Jobs data and search indexes eat up redis memory space, so you will need some job-keeping process in real world deployments. Your first chance is using automatic job removal on completion.

queue.create( ... ).removeOnComplete( true ).save()

But if you eventually/temporally need completed job data, you can setup an on-demand job removal script like below to remove top n completed jobs:

kue.Job.rangeByState( 'complete', 0, n, 'asc', function( err, jobs ) {
  jobs.forEach( function( job ) {
    job.remove( function(){
      console.log( 'removed ', job.id );
    });
  });
});

Note that you should provide enough time for .remove calls on each job object to complete before your process exits, or job indexes will leak

Redis Connection Settings

By default, Kue will connect to Redis using the client default settings (port defaults to 6379, host defaults to 127.0.0.1, prefix defaults to q). Queue#createQueue(options) accepts redis connection options in options.redis key.

var kue = require('kue');
var q = kue.createQueue({
  prefix: 'q',
  redis: {
    port: 1234,
    host: '10.0.50.20',
    auth: 'password',
    db: 3, // if provided select a non-default redis db
    options: {
      // see https://github.com/mranney/node_redis#rediscreateclient
    }
  }
});

prefix controls the key names used in Redis. By default, this is simply q. Prefix generally shouldn't be changed unless you need to use one Redis instance for multiple apps. It can also be useful for providing an isolated testbed across your main application.

You can also specify the connection information as a URL string.

var q = kue.createQueue({
  redis: 'redis://example.com:1234?redis_option=value&redis_option=value'
});

Connecting using Unix Domain Sockets

Since node_redis supports Unix Domain Sockets, you can also tell Kue to do so.
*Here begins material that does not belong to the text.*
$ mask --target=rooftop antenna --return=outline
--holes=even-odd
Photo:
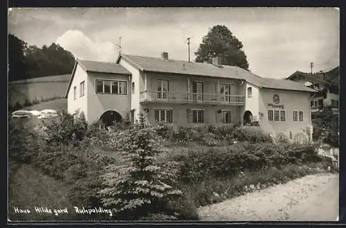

See unix-domain-socket for your redis server configuration.

var kue = require('kue');
var q = kue.createQueue({
  prefix: 'q',
  redis: {
    socket: '/data/sockets/redis.sock',
    auth: 'password',
    options: {
      // see https://github.com/mranney/node_redis#rediscreateclient
    }
  }
});

Replacing Redis Client Module

Any node.js redis client library that conforms (or when adapted) to node_redis API can be injected into Kue. You should only provide a createClientFactory function as a redis connection factory instead of providing node_redis connection options.

Below is a sample code to enable redis-sentinel to connect to Redis Sentinel for automatic master/slave failover.

var kue = require('kue');
var Sentinel = require('redis-sentinel');
var endpoints = [
  {host: '192.168.1.10', port: 6379},
  {host: '192.168.1.11', port: 6379}
];
var opts = options || {}; // Standard node_redis client options
var masterName = 'mymaster';
var sentinel = Sentinel.Sentinel(endpoints);

var q = kue.createQueue({
   redis: {
      createClientFactory: function(){
         return sentinel.createClient(masterName, opts);
      }
   }
});

Note that all <0.8.x client codes should be refactored to pass redis options to Queue#createQueue instead of monkey patched style overriding of redis#createClient or they will be broken from Kue 0.8.x.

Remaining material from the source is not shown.